Key Responsibilities:
- Architect and deploy Apache Spark, Apache Kafka, and Apache Ranger on Kubernetes clusters (on-prem and Azure AKS).
- Lead the setup of the GDP Platform on hybrid infrastructure.
- Automate deployments using Azure DevOps (ADO) pipelines or recommended CI/CD tooling.
- Configure and optimize Azure Kubernetes Services (AKS) for scalable and resilient operations.
- Integrate Azure Data Lake Storage Gen2 (ADLS G2) for hot and cold storage architecture using S3 protocols.
- Implement data encryption at rest using Transparent Data Encryption (TDE) or equivalent technologies.
- Enable TLS encryption for all intra- and inter-cluster communications.
- Configure and enforce Role-Based Access Control (RBAC) using Apache Ranger.

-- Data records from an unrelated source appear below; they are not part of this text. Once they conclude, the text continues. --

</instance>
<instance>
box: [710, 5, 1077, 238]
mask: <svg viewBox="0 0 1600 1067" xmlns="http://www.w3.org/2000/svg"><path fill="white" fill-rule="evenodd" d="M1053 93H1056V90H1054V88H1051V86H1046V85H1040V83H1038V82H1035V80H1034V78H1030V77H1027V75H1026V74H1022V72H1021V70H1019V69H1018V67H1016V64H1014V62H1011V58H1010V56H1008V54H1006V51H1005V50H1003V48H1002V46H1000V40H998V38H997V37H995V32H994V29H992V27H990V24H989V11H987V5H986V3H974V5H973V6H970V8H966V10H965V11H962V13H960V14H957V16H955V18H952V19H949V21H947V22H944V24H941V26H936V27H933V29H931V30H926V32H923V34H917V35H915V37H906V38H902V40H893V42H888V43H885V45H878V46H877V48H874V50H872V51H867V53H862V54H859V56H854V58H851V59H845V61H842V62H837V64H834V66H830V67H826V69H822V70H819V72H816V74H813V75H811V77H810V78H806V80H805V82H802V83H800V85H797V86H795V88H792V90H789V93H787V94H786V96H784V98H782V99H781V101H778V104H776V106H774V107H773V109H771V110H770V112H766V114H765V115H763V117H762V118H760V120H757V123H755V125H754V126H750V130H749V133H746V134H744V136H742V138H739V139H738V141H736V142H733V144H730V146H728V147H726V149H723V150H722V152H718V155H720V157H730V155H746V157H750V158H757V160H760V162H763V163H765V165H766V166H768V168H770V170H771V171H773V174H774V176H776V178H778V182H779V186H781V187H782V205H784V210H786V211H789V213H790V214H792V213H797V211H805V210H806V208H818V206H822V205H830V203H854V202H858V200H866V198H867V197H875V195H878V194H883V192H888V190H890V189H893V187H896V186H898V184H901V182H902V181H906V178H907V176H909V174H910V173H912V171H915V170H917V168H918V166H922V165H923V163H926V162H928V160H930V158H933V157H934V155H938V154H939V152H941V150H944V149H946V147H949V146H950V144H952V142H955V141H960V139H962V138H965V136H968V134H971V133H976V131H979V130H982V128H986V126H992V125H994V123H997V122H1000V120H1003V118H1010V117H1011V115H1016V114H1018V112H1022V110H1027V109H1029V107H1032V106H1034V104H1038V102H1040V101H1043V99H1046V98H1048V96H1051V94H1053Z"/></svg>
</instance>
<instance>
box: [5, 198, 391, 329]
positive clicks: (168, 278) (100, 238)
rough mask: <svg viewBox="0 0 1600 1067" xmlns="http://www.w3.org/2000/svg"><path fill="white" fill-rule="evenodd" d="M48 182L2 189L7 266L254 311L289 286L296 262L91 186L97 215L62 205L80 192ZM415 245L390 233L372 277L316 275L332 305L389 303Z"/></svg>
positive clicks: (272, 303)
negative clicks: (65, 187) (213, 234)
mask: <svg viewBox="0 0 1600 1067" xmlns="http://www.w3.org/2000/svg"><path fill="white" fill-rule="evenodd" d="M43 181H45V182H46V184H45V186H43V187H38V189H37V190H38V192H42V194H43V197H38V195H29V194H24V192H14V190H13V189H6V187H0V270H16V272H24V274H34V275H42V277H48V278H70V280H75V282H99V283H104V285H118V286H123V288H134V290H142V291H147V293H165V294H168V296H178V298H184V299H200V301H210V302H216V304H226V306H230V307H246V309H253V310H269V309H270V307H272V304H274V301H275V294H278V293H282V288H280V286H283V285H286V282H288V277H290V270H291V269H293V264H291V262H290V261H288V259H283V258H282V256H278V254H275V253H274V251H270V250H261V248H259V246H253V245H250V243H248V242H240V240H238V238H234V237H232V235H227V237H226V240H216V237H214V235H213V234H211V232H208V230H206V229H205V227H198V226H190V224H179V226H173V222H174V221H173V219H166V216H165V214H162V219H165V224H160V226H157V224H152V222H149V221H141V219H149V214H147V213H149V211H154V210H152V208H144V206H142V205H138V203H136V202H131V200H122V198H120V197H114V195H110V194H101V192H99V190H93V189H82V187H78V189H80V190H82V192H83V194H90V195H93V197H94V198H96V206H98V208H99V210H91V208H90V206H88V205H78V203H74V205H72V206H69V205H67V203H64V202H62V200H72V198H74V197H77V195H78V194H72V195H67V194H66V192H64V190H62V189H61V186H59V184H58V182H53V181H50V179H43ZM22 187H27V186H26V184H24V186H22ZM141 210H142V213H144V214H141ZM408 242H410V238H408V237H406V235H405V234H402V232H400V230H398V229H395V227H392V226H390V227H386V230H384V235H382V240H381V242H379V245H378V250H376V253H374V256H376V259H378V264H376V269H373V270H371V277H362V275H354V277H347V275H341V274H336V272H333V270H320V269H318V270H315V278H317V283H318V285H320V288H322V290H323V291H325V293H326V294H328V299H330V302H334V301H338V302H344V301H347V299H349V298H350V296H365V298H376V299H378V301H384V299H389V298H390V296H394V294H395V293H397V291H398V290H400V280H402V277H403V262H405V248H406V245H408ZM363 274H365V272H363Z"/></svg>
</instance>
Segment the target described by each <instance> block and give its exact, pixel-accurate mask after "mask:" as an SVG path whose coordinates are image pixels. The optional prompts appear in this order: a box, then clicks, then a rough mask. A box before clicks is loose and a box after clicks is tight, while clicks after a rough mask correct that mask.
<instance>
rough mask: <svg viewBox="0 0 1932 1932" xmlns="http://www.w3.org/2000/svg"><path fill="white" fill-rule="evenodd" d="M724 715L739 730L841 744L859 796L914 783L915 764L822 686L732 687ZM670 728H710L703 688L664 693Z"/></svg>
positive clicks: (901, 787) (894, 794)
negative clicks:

- Coordinate with the central security team for platform control assessments and compliance readiness.
- Support tokenization of personal data using Protegrity.
- Integrate platform observability with the organization's Central Observability Platform (COP).
- Design and maintain Grafana dashboards for monitoring Spark jobs and Kubernetes pods.
- Design tools and frameworks for transferring 5 PB of data between logical partitions in existing Hadoop clusters.
- Lead the migration of 1 PB+ data from Azure HDInsight (ADLS G2) to GDP on AKS (ADLS G2).
- Develop and maintain backup and disaster recovery strategies for both ADLS and Isilon storage environments.
- Ensure high availability and failover strategies are in place and tested.
Required Qualifications:
- Proven experience with Kubernetes (on-prem and Azure AKS) and Apache Spark in production environments.
- Strong understanding of big data ecosystems including Kafka, Ranger, HDFS/ADLS, and Hadoop.
- Hands-on experience with Azure DevOps, CI/CD pipelines, and infrastructure automation.
- Solid knowledge of data encryption, tokenization, and security compliance frameworks.
- Experience in setting up observability and monitoring tools such as Grafana, Prometheus, or similar.
- Background in large-scale data migration projects (petabyte scale).
- Proficiency with scripting and automation tools (e.g., Bash, Python, Terraform, Helm).
Preferred Qualifications:
- Experience with financial services or regulated enterprise environments.
- Familiarity with Protegrity or other data protection/tokenization tools.
- Strong stakeholder engagement skills and ability to work across infrastructure, data engineering, and security teams.